Victória Pereira Martins
24/08/2009

sexta-feira, 31 de julho de 2009

Orgasmos

Ele saiu de cima dela, ela virou-se para o lado. Ofegantes, estimulados pelo orgasmo simultâneo que haviam tido, mal trocaram palavra. Raquel fazia esforço em sua mente para lembrar o nome do homem, e todas as tentativas eram vãs. O êxtase na cama daquele motel luxuoso a fizera esquecer-se de tudo. As marcas em suas costas começavam a doer à medida que seu corpo esfriava, explicitando a vermelhidão dos dedos do homem, cuja força não estampava em seu tipo físico, e sim durante a performance. Ele já dormia quando Raquel começou a colocar as roupas vagarosamente para não acordá-lo. Ela não tinha planos de vê-lo novamente.

Saiu pela rua à procura de um táxi, mas mal se via carro. Decidiu caminhar, a brisa do fim da tarde talvez lhe fizesse bem, talvez ela se recordasse do nome do homem - não que fosse importante, era só a curiosidade corroendo-a por dentro. Recobrou em sua mente quando chegou ao bar sozinha, decidida a se divertir. Havia muitos anos que não gozava do puro prazer mundano, pessoal, algo que fizesse bem para ela e só para ela. Bebeu algumas taças de vinho antes do homem - como era mesmo seu nome? -, ao qual Raquel destilava olhares fulminantes, deixar os amigos de canto e juntar-se a ela. Os dois embarcaram em uma conversa estranha sobre sexo, amor e a realidade fumegante. Não demorou muito para se destinarem a um motel próximo, onde ele despiu-a sem pressa, fazendo questionamentos sobre o anel em seu dedo. Ignorando-o, ela apenas se entregou à luxúria, e abandonou a aliança em cima do criado-mudo.

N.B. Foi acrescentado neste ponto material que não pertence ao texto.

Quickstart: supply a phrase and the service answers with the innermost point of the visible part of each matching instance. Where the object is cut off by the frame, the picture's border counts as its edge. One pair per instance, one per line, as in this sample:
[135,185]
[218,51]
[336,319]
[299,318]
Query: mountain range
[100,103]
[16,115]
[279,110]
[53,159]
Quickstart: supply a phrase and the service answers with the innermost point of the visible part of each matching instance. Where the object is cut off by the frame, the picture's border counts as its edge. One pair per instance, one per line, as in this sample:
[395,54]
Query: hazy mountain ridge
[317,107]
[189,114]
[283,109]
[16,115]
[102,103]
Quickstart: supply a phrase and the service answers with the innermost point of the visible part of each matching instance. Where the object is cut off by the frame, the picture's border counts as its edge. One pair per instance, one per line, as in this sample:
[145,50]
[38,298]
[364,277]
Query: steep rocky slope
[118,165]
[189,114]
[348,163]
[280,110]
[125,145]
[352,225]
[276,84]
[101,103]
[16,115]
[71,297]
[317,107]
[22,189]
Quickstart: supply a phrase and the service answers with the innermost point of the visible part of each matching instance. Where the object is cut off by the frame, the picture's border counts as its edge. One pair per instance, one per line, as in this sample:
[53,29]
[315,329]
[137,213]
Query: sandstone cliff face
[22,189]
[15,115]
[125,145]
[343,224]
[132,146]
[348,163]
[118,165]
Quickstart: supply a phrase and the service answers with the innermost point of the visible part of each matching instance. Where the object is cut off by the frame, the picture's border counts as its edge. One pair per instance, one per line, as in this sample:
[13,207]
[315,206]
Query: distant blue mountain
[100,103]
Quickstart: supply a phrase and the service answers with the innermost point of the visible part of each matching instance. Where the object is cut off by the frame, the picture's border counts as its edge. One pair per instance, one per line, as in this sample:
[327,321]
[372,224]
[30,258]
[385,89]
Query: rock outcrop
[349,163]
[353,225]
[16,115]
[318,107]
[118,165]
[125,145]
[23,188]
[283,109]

Parou no meio da rua. Esquecera-se da aliança de noivado. Em cima do criado-mudo. De um quarto de motel. Onde um homem, cujo nome ela desconhecia, dormia. Virou-se para olhar todo o caminho que tinha percorrido desde que saíra do estabelecimento. Pareceu não ter fim. Correu cambaleante com seus saltos altos, tropeçando nas irregularidades da calçada. Qual era mesmo seu nome? Julio? Augusto? André? Paulo? Vitor? Cada impacto da corrida estalava um nome em sua mente, ela ritmava os passos agilizados com as palavras que o homem dissera quando se apresentara. Não sabia por que se importava tanto com a lembrança do nome dele, ela nunca mais o veria mesmo. Não depois daquele dia.

Chegou em frente ao motel, ofegante como estava havia alguns minutos, quando o homem sem nome lhe proporcionara o orgasmo de sua vida. Mas agora seus pés doíam, seu coração palpitava de preocupação - não prazer - e ela não desejava estar lá, opostamente aos desejos anteriores. Antes mesmo de dirigir-se à recepção, ela viu uma silhueta aproximar-se dela. Escurecia, nenhuma imagem parecia fazer sentido à distância. Embora ela tivesse uma ideia de quem fosse, o desconhecimento da identidade dele a fazia afastar-se da fisionomia formada em sua mente. Ele apareceu sorrindo.

"Acho que isto é seu", ele disse, abrindo os dedos e revelando o anel de noivado nas palmas da mão. Raquel respirou fundo, sentiu uma corrente fria se espalhar pelo seu corpo em frenesi. Antes que ela pudesse falar algo, o homem pegou sua mão e delicadamente colocou o anel no dedo do qual ele nunca deveria ter saído. Esse simples fato a excitou.

"Posso fazer uma pergunta?", Raquel sussurrou, com medo de suas próprias palavras. O homem assentiu com a cabeça, um sorriso irresisível e convitativo no rosto. "Qual é o seu nome?" Ao falar isso, olhou para o chão, envergonhada por não lembrar o nome do homem com o qual acabara de ter um orgasmo.

"Qual é o seu nome, Letícia?", o homem perguntou. Raquel olhou-o confusa, balançou a cabeça, divertindo-se com sua ingenuidade. Ele puxou-a pela mão para dentro do motel de novo, e ela o seguiu. Quando se deu conta, ele a despia mais uma vez, exatamente do mesmo jeito. Dentro do mesmo quarto do motel luxuoso, Raquel deixava sua aliança no criado-mudo, e entregava-se ao homem cujo nome não conseguia se recordar.


Victória Pereira Martins
31/07/2009

Homenagem ao dia mundial do orgasmo.